FMC – Eu digo que o livro básico da minha formação foi O Tesouro da Juventude. Era o livro que eu mais amava.

RW – É. O cheiro.

FMC – Inclusive. É o valor do cheiro.

RW – Porque era a tinta, o papel couché, eu acho, que tinha aquele cheiro.

FMC – Ele tinha um cheiro de querosene, de coisa tratada com querosene. Tinha um cheiro adocicado. Lembro também dos poemas medievais. E nisso eu tenho segurança: o “Grande Sertão: Veredas”, por exemplo, é muito “chutado” num poema medieval chamado “A donzela foi a guerra”. É um poema de que eu me lembro. Eu me lembro sempre, desde criança. E o Guimarães Rosa é o tipo do cara para ir a uma fonte dessas com a maior desenvoltura. E o poema é a história de dois amigos, e um deles dizendo para mãe... “Senhor pai, senhora mãe,/ o grande dom de coração,/ os olhos de Dom Rodrigo/ são de mulher, de homem não.” Ele começa a desconfiar que o amigo dele...

RW – Diadorim já está aí.

FMC – É. Está aí, a “Diadorina”. Até que a mãe diz: "convida ele para comprar, para ir ao mercado, porque se ele for mulher ele vai comprar rendas". E ela, muito esperta, comprou armas. Então, ela trapaceou com ele o tempo todo. Até que no final, o poema não pode durar sempre, tem que acabar em alguma coisa, a mãe diz: “Convida ele para tomar banho juntos.” Porque se ele for mulher, ele vai ver. E aí ela, em determinado momento em que ela estava disposta a acabar com o romance, chega um bando de cavaleiros anunciando as vitórias de Portugal: "Alvíssaras, meu comandante!"

LTP – Você tinha uma base racional. Eu tinha ao contrário. Eu lia livro que eu não entendia nada. Quanto mais eu lia, eu não entendia, melhor era. Mas eu achava lindo. Não entendia nada, nada.
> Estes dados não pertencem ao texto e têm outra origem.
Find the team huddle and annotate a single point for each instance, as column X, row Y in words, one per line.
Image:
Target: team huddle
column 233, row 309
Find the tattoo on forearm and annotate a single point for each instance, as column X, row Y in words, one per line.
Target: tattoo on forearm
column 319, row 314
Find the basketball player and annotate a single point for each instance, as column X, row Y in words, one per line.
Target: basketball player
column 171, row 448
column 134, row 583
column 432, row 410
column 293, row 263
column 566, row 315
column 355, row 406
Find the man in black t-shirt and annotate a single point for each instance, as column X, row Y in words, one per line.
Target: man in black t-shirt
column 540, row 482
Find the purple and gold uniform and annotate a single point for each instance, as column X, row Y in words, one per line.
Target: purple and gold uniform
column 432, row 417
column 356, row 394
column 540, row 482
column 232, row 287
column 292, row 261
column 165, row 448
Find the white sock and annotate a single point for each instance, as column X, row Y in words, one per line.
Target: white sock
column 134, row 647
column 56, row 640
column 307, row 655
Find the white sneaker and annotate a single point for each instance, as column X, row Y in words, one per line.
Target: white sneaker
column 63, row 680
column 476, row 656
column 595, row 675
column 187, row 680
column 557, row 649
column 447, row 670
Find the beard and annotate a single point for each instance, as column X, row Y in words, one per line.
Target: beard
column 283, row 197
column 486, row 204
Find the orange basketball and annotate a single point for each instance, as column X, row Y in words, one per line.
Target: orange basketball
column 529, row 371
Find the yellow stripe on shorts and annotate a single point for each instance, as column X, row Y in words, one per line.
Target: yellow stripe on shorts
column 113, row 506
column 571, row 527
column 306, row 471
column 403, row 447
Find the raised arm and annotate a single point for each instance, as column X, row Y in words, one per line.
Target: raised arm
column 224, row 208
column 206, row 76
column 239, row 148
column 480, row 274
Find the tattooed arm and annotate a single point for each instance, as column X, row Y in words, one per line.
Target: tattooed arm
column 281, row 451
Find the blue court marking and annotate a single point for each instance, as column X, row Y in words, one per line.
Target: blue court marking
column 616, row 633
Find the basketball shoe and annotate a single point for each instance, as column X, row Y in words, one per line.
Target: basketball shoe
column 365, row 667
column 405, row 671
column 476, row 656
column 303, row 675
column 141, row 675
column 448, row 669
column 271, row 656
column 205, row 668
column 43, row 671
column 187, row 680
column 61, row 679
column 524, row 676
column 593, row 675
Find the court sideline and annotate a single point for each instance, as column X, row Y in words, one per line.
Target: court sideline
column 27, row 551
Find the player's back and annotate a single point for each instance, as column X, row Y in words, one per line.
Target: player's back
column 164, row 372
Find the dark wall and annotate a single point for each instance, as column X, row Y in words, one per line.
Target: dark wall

Mas tinha um som lindo, uns sons maravilhosos.

FMC – Mas tinha a métrica.

LTP – ... Falava, mas não entendia nada. Mas era lindo. Beleza aquilo que eu lia. Não sabia nada que estava ali, mas eu achava lindo. O som, aquilo tudo.

FMC – É o acesso aos poemas. Os simbolistas...

LTP – A minha (iniciação) foi na base da abstração. A sua foi também? A minha era abstrata. Quanto menos eu entendia, melhor era.

JB – Foi. É sem consciência.

RW – É muito levado pela palavra.

LTP – E pelo gosto.

RW – Pela magia da palavra, aí o significado...

LTP – É ... você comer aquilo tudo.

RW – Então, aquele jogo da palavra...

JB – Quando o Chiquinho disse que era fácil ler o “Grande Sertão: Veredas”, que eu podia ler e que depois eu iria escutar a música do livro, foi perfeito, eu escutei a música na página 15.

LTP – É mesmo? Beleza.

FMC – O livro tem uma partitura.

JB – Quando eu escutei aquela música, eu falei: “Eu estou escutando. Estou entendendo tudo.” Você entende tudo.

LTP – Maravilha.

FMC – É como Dostoiévski.

JB – Não precisa tirar uma palavra do dicionário. Não precisa.

LTP – Eu, quanto menos entendia aquilo que eu lia, achava mais lindo ainda.

FMC – É como Dostoiévski: você entra em Dostoiévski e esbarra nele. De repente começa a ler Dostoiévski e tudo fica legível. O Fusco dizia assim: “Você vai ler Dostoiévski. Difícil, mas você vai ler muitas vezes". E realmente Dostoiévski é do tipo que você esbarra nos Irmãos Karamazov e...

LTP – A leitura, para mim, era um ato mágico, porque eu lia atrás da porta, debaixo da cama, dentro do armário, à noite, de dia. Devia ter uma chave mágica que eu não achava. Mas que eu achava que devia ter. Alguma coisa que, de repente, abria tudo. Mas não abriu nada.

JB – Depois abriu.

LTP – Não. Abriu sim. Abriu com “Boi no quadrado” (um de seus poemas).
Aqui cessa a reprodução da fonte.